Msg 2601, Level 14, State 1, Line 44 Cannot insert duplicate key row in object ‘dbo.Test’ with unique index ‘i’. The duplicate key value is (620934). The statement has been terminated.

There are timing issues involved here. For example, to reproduce this on Azure SQL Database, I had to scale up to S8. Below that level, throttled I/O prevented things happening at the pace necessary for the bug to manifest.

Columnstore source

This final example was collected from a test run with the test table configured as a clustered columnstore, containing 600,000 rows:

Columnstore

On this occasion, the bug caused 999,593 rows to be read from a table with 600,000 rows.

Final Thoughts

I wrote this to provide more information on this issue than is available from official sources at the present time. I cannot claim that the above represents a complete description of the problem. I have not tested much beyond the scripts presented here. You may be able to find additional cases (beyond a batch mode hash join) that can lead to this problem arising.

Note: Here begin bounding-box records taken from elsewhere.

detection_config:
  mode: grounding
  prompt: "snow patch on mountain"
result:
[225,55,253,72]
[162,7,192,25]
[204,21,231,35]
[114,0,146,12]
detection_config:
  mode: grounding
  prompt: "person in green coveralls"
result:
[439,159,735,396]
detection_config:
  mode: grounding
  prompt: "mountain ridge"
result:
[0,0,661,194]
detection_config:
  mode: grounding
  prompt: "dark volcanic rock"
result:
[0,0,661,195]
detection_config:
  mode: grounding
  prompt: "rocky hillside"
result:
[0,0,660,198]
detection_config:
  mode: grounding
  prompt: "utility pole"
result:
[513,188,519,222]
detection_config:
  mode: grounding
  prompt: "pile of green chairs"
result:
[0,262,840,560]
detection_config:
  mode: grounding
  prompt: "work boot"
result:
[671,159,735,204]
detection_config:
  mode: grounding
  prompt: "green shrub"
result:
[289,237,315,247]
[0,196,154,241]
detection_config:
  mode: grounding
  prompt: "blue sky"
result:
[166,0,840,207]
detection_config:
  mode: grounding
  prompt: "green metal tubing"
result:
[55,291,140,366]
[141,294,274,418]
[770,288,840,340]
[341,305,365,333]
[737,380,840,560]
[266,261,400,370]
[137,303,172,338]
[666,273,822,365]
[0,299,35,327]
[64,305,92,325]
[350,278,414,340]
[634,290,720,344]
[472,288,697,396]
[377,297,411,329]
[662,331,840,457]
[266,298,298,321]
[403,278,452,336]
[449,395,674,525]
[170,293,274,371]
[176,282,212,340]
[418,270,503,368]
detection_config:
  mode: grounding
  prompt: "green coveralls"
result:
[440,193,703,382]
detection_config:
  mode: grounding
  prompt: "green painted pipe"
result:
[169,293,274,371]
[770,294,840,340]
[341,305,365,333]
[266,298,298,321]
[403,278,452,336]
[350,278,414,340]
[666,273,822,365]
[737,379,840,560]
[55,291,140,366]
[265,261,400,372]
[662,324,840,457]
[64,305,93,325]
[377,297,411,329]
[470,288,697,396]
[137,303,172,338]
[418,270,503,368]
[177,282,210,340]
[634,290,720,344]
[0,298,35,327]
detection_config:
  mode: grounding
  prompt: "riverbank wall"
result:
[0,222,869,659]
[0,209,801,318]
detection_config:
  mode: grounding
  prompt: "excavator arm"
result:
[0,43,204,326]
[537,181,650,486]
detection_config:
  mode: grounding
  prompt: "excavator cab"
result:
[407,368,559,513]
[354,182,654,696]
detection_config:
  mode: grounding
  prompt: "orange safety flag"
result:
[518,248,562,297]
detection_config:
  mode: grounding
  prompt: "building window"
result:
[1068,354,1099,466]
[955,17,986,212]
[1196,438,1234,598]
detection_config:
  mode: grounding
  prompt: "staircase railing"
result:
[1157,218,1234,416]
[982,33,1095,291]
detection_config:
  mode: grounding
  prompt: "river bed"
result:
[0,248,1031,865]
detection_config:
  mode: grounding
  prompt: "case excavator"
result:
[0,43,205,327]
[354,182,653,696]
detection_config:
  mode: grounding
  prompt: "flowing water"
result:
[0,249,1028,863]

Until a permanent fix is available, the safest workaround is to avoid parallel eager table spools and batch mode processing where a data-modification statement is vulnerable to the Halloween Problem.

Bug Status

This issue is not fixed in SQL Server 2016 SP2 CU17 or SP3. SP2 CU17 only reverts the fix attempt in CU16 that added HP_SPOOL_BARRIER, with unfortunate side-effects. The duplicate-rows issue remains. The transition to extended support means a fix in unlikely in the future.
The problem is not fixed in SQL Server 2017 CU 31. The transition to extended support means a fix in unlikely in the future.
The bug is fixed in SQL Server 2019 CU21.
The issue is fixed in SQL Server 2022 RTM. If you want to reproduce the bug on SQL Server 2022, enable trace flag 13116 to disable the fix (the same flag was used previously to enable the initial fix, which had problems).

My grateful thanks to Eugene Karpovich, who first alerted me to this issue in July 2020, having experienced this issue in a production system. It was one of the most interesting query plan analysis questions I’ve had in a while.